Minidump Explorer v0.4 released

I’ve released a new version of Minidump Explorer on CodePlex. You can find the download here.

Included in this release:

Posted in Crash Dumps | Tagged | Leave a comment

Minidump Explorer v0.3 released

I’ve released a new version of Minidump Explorer on CodePlex. You can find the download here.

Included in this release:

Write-ups on each stream will follow soon.

Posted in Crash Dumps | Tagged | Leave a comment

Minidump Explorer v0.2: Reading minidump ThreadListStream

Version 0.2 of Minidump Explorer included 4 new data streams: MemoryListStream, Memory64ListStream, HandleDataStream and ThreadListStream. These are all fairly simple streams to read and use but 3 of them are going to be vitally important when we start hooking into CorDebug: MemoryListStream, Memory64ListStream and ThreadListStream. I spoke about the 2 memory list streams last time. This time I’ll talk about the ThreadListStream.

ThreadListStream

First up lets have a look at the structures we’ll be using when reading MemoryListStream:

typedef struct _MINIDUMP_THREAD_LIST {
  ULONG32         NumberOfThreads;
  MINIDUMP_THREAD Threads[];
} MINIDUMP_THREAD_LIST, *PMINIDUMP_THREAD_LIST;

typedef struct _MINIDUMP_THREAD {
  ULONG32                      ThreadId;
  ULONG32                      SuspendCount;
  ULONG32                      PriorityClass;
  ULONG32                      Priority;
  ULONG64                      Teb;
  MINIDUMP_MEMORY_DESCRIPTOR   Stack;
  MINIDUMP_LOCATION_DESCRIPTOR ThreadContext;
} MINIDUMP_THREAD, *PMINIDUMP_THREAD;

There’s no need to discuss MINIDUMP_THREAD_LIST as it’s quite self explanatory and we’ve seen it previously when reading the ModuleListStream and memory streams. Our interest is in the MINIDUMP_THREAD structure.

I haven’t really needed to use most of the fields provided by MINIDUMP_THREAD, so I won’t be going into too much detail about most of them for now. I will provide references to extra information just in case they’re of interest to you.

The first 4 fields provide fairly basic thread info: it’s id, how many times it has been suspended and it’s priority class and priority. The Id is self-explanatory. This one is obviously quite important. I haven’t needed to use the suspend count and priority fields yet. You can find more information about the suspend count by looking at the documentation for SuspendThread and ResumeThread. Simply put: it’s a count of how many times the thread has been suspended. If the count is greater than 0 then the thread has been suspended and will not run. Each call to SuspendThread and ResumeThread increases and decreases the count respectively. Once the count reaches 0 the thread is allowed to run again.

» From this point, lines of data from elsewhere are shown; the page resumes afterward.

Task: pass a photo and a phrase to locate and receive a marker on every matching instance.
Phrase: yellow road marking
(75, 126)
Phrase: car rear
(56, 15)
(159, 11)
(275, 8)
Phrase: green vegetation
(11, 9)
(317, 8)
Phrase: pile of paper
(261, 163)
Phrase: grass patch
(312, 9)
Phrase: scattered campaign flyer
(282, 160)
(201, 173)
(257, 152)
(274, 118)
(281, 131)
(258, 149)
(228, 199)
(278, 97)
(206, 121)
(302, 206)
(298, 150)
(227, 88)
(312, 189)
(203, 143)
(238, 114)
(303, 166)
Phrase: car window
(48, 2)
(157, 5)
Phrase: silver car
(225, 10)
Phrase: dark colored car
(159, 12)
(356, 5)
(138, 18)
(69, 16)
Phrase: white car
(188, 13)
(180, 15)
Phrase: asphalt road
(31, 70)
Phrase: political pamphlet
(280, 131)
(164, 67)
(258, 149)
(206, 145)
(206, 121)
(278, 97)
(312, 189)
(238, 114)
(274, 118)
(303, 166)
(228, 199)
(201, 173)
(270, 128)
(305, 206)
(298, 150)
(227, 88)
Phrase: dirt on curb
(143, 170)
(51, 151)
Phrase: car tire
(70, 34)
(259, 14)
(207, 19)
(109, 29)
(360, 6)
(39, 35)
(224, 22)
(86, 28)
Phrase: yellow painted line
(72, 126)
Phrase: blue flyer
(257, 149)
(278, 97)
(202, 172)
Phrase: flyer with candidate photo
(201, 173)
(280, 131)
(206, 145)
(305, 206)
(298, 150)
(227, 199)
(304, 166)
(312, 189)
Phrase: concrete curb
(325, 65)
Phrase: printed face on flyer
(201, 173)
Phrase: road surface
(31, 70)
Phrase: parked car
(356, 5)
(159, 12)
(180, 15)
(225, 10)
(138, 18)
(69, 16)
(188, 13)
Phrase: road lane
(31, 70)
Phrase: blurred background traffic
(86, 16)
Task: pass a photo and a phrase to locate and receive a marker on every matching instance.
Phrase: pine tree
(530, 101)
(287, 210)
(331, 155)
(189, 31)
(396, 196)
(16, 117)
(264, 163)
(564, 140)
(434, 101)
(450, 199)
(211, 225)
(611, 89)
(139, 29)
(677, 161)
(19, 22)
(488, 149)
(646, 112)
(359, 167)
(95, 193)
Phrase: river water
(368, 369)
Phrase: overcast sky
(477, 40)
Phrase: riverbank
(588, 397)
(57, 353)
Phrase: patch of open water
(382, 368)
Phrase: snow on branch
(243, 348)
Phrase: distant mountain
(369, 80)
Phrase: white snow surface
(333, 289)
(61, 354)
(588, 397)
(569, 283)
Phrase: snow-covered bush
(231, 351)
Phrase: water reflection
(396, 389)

There’s a detailed write up on the priority fields here. The documentation is clear enough (mostly), but I looked at a sample crash dump and I couldn’t tie the priorty/priority class I saw back to the documentation.

The last 3 fields are where things start to get interesting.

Teb. This is the “thread environment block”. This contains very low level information about a thread and as you can see from the documentation it can change between different versions of Windows.

Stack. I mentioned in a previous post that the minidump API (or rather the DbgHelp API) only provides methods to read the raw data contained in a minidump. Well here’s a good example of that. The Stack field tells us where the data for the stack of the thread is located, and how big it is, but it doesn’t provide a way to decode the information contained there. If you want to make sense of the data you have to go through the stack frames one by one and piece the information together yourself. That’s quite a daunting task. This where the CorDebug API comes in: it’ll reconstruct the stack for us. It does still leave some work for us to do, but it’s a lot better that piecing it together ourselves. Suffice it to say that I haven’t found a reason to use this field yet.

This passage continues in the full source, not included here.